Pope Francis does not seem very much interested in this un-reformed rite. And adherents of the coetus internationalis (or international group) don’t appear very enthusiastic about him. And, in fact, the group’s October 23 to 26 schedule gave pilgrims no chance to see the pope. The only opportunity was his Sunday Angelus and blessing in St. Peter’s Square. But the Summorum Pontificum folks planned a Sunday morning trip two hours away to the Umbrian town of Norcia. Pilgrims attended a Tridentine Mass celebrated by German Cardinal Walter Brandmüller at a conservative Benedictine monastery founded by and still mostly inhabited by Americans.

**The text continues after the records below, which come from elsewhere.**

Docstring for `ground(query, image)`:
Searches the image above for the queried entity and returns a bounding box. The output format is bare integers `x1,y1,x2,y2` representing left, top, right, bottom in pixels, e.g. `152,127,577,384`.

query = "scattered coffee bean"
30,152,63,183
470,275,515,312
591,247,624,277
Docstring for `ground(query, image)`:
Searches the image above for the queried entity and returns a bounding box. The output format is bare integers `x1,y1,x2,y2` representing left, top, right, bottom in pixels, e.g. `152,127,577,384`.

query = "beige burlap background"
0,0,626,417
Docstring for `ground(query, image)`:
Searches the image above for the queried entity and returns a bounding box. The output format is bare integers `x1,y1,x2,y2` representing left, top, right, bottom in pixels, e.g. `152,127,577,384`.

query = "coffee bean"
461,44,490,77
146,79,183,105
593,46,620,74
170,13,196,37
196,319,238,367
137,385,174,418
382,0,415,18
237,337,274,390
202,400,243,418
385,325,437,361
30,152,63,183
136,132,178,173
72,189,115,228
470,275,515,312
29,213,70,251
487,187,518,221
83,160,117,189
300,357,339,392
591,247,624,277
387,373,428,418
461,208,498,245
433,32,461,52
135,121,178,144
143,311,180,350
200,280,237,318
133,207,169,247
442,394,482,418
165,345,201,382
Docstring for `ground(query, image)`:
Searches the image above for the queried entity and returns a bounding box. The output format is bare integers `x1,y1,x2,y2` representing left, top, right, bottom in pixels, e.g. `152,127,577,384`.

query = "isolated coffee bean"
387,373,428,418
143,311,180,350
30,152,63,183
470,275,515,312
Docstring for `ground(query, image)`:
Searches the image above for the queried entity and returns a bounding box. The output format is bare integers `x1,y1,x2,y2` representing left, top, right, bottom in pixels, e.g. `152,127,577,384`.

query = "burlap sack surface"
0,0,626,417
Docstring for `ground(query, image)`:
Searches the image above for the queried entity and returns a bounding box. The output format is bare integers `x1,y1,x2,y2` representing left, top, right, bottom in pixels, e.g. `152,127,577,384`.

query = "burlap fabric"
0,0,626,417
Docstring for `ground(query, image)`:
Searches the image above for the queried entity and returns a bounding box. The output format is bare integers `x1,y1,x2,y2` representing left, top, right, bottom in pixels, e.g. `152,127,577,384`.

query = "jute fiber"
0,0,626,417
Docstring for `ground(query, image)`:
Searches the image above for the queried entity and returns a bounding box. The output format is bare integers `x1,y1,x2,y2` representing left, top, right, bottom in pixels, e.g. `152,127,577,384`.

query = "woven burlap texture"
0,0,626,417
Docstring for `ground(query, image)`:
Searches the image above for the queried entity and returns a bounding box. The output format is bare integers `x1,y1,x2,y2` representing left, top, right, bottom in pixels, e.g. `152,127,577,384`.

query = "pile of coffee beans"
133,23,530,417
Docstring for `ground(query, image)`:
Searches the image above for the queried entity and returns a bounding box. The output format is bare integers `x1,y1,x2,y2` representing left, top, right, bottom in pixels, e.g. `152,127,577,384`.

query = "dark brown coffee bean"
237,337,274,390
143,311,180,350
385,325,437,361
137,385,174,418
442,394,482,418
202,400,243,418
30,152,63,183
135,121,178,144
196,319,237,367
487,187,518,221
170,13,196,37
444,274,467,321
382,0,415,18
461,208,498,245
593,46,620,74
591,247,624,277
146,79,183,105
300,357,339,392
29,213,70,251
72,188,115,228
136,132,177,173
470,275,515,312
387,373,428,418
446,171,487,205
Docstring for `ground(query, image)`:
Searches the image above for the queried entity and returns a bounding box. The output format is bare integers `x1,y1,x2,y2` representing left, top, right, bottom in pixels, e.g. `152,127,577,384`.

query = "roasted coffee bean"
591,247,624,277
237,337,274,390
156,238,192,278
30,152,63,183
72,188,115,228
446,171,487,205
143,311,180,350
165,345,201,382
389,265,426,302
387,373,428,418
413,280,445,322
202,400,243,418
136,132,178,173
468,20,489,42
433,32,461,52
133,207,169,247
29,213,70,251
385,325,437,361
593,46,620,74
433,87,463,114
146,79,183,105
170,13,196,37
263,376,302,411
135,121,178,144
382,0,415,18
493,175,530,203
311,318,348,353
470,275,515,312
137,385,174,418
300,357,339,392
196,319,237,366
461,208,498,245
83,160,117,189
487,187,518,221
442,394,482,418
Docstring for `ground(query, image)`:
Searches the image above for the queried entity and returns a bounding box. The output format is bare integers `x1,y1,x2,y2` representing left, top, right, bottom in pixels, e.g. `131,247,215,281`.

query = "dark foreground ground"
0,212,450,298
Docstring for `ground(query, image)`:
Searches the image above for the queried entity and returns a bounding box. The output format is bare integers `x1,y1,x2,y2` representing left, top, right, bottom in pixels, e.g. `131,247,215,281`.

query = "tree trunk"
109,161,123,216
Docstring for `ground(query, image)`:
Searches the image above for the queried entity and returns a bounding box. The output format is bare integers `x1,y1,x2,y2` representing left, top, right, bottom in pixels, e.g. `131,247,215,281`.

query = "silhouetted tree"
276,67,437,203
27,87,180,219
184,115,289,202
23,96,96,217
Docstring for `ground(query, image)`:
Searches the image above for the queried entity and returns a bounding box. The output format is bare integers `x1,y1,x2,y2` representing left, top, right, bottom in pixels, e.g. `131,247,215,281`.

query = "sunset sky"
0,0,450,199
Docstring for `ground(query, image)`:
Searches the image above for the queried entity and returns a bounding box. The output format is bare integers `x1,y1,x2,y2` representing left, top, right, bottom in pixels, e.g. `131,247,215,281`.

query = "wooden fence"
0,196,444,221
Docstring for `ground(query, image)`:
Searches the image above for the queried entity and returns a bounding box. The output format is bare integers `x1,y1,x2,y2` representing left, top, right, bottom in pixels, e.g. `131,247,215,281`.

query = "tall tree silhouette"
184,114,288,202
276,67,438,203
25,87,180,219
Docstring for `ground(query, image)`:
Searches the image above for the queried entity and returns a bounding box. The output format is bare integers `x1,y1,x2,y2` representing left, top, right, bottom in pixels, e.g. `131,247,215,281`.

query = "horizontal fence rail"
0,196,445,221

Those that stayed back in Rome went to an 11 a.m. Mass at Rome’s designated “extraordinary rite” church (where the rector is an Australian), too late and too far away to make it to the Angelus. Meanwhile, the Rorate Coeli blog, which was busy posting photos and news of the pilgrimage, offered readers an eye-popping homily from a Tridentine Mass celebrated on Sunday in the United States *. Fr. Richard Cipolla, a priest in Connecticut, said Pope Francis’s now famous response to a question about gays – “Who am I to judge?” – was “a denial of truth in matters of morality.” He added that the comment “lies at the heart of this drive to change the Church’s moral teaching in the name of more merciful pastoral practice.” Fr. Cipolla, who is married and a former Episcopalian priest, then went further and said it was actually a “denial” of doctrine, which led to, “at best, liberal Protestantism or, at worst, the individualism of secularism.”
* An earlier version mistakenly said Fr. Cipolla preached his homily at a Mass for the pilgrims in Rome.